Uppe þere Tambre heo tuhte tosomne,
heuen here-marken, halden togadere,
luken sweord longe, leiden o þe helmen:
fur ut sprengen; speren brastlien,
sceldes gonnen scanen, scaftes tobreken.
Þer faht al tosomne folc vnimete;
Tambre wes on flode mid vnimete blode!
Mon i þan fighte non þer ne mihte ikenne nenne kempe,
no wha dude wurse no wha bet, swa þat wiðe wes imenged,
for ælc sloh adunriht, weore he swein weore he cniht.
Upon the Tamar they met together,
raised army-banners, charged together,
drew long swords, struck on the helmets:
sparks sprang out; spears clashed,
shields shattered, lances splintered.
There fought all together an unimaginable amount of people;
The Tamar was in flood with blood beyond measure!
In the battle no one could distinguish any warrior,
nor see who did well nor who did ill, so confused was the fight,
for each fought fiercely, whether he was squire or knight.
The description of King Arthur's final battle, Wace structures his description of the battle around parallel syntax and repetition.
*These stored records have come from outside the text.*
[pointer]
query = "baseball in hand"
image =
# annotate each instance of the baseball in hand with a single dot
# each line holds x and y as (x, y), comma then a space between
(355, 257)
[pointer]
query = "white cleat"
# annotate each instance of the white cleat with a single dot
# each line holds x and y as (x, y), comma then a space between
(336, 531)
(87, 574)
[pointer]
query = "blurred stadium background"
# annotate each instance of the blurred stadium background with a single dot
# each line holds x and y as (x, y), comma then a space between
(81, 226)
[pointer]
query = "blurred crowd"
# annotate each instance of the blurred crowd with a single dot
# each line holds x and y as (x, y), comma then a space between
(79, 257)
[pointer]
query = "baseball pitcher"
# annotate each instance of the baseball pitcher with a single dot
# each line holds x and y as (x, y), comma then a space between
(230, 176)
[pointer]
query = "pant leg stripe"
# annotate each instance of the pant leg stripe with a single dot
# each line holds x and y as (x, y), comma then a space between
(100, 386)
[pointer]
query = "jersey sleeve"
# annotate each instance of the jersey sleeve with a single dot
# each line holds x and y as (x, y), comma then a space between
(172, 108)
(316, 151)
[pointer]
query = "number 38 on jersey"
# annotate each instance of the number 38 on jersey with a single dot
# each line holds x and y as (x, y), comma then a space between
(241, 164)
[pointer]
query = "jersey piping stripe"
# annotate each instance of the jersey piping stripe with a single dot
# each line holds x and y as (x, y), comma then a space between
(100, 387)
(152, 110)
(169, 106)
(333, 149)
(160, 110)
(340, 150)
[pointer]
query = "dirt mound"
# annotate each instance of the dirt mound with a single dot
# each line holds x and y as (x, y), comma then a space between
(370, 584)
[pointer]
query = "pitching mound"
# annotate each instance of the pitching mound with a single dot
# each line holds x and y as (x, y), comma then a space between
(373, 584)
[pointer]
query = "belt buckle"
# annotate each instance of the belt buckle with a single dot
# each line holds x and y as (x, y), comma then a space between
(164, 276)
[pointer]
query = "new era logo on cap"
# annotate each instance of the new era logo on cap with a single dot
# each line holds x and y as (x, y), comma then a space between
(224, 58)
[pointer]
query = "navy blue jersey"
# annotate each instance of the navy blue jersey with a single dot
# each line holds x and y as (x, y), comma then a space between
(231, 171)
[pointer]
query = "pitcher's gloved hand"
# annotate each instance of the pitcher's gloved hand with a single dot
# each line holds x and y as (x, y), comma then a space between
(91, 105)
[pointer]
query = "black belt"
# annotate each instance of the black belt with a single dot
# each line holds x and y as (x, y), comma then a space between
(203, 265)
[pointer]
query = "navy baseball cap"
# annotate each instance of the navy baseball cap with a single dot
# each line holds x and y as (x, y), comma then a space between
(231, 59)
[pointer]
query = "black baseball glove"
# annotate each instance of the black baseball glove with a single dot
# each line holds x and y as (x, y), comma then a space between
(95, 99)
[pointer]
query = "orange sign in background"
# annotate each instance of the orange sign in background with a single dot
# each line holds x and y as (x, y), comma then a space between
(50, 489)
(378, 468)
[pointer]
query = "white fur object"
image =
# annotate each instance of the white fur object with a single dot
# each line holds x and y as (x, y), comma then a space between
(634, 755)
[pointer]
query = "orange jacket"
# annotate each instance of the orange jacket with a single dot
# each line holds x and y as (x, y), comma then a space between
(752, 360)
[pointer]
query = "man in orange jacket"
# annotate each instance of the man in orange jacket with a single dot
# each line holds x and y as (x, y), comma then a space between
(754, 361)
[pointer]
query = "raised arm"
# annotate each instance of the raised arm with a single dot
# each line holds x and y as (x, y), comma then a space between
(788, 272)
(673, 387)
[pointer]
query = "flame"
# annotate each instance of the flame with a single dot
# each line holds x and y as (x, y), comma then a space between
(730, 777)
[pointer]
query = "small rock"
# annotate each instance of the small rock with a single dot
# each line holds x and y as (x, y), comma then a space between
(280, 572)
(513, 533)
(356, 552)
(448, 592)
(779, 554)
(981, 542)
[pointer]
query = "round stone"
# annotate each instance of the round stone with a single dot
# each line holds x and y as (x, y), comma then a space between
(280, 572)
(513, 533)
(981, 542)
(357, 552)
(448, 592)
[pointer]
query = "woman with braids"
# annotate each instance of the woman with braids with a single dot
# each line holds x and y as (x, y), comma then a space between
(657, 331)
Wace repeats the phrase par grant ire ("in great anger'), then repeats the word grant on its own, then structures four lines by repetition of ne and ne qui ("I cannot…nor who…nor who…'), before returning to the word grant. He parallels the enormity of the enmity, the numbers, the slaughter and the losses, and gives a sense of how the confusion and scale of the battle subsumes individual identities within these larger patterns of antithesis (best/worst; fell/stood; died/lived).
The equivalent passage in the Brut is often cited as an example of Laȝamon's Old English derived style. And it's easy to see why: the densely alliterative, asyndetic descriptions of weapons are very reminiscent of passages from The Battle of Maldon, for example. Underscoring the debt to tradition here, we have a compound (here-marken) modelled on the various here + noun compounds frequently found in Old English. A series of verbs denotes the actions of the armies (raised…charged…drew…struck…), again familiar from Old English verse. The violence of the fighting is described without reference to human agency just as it is in Old English battle descriptions.
But, as you can see from the italicised repetitions, Laȝamon is not only inspired by Wace's parallelisms to deploy his own Old-English-derived style, but he also matches Wace's repetitions and parallels with his own (vnimete, no wha). He carries over a version of the Wace narrator's comment that he cannot say for certain what occurred, transforming the first-person "I' into an indefinite pronoun: "no one could distinguish' what occurred. Laȝamon chooses to replace some parts of Wace's description (here replacing the repeated generalised references to enormity with the familiar Old English battle poetry descriptions of actions and weapons), but he nevertheless borrows and imitates other elements of Wace's style. The final half line takes Wace's antithetical model and uses it for a supplementary comment: everyone fought fiercely, whether he were a knight or a servant. So even in the most markedly "Old English' sections, the stylistic debt to Wace is still significant. To write the stylistic history of Middle English poetry will necessarily be a multilingual business.